Well, for starters, I would probably take up to $200 billion and use it to buy troubled assets from banks and other financial institutions facing liquidity crises, making sure to hold big photo-op press conferences to show the people that I'm out there working on the problem. I would probably even take the advice of a serious panel of experts from a variety of political and economic viewpoints, to be sure that I was spending that portion of the money wisely. Of course, the real reason would be to prepare my getaway, researching which countries (preferably tropical island countries) have the weakest extradition treaties with the United States, just in case some future DoJ lawyer figures out a way to chip away at that "may not be reviewed" business. For that matter, I'd research the possibility of just outright buying a tropical island so I could declare myself emperor. Maybe I'd even build a hurricane-proof plexiglass dome that could be erected when "climate change" threatens my habitat. After all, a half a trillion dollars will buy a lot of boondoggles.
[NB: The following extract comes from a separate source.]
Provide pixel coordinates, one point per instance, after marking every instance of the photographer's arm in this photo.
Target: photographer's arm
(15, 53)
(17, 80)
Naturally, I'd set aside a few billion dollars just for my house. I want an actual creek running through the house, with working waterfalls and real trees. I'd have a private movie theatre with an IMAX®-sized screen and every cable/satellite channel on earth, even if it means launching my own satellite. I'd bribe the Hollywood studios to give me copies of all the big blockbuster movies 3 days before their "world premieres." I'd put in a swimming pool and a giant hot tub, with a deck covered in some kind of precision UV-filtering material so I could get a tan without slathering myself with sunscreen. I'd have a separate supercomputer just to play games on, because it's so much more fun playing Sim City® at 20 teraflops. I'd bring back the flying toasters screensaver, only with real flying toasters in the computer room. I would have a backyard garden about the size of a small suburb. I would have every cool technotoy and computerized gizmo I could think of. Definitely some robots. Lots of robots.
And then I'd paint a giant Stars and Stripes on the side of my house, with the caption, "Thank you, U.S. taxpayers!"
Seriously, I can't think of anyone, not even my own mother, whom I would trust with a 12-figure budget based on nothing more than "Trust me!" I think that the mere fact he proposed such a thing, destroys whatever credibility Hank Paulson had. It was such a brazen act of naked hubris, it beggars belief.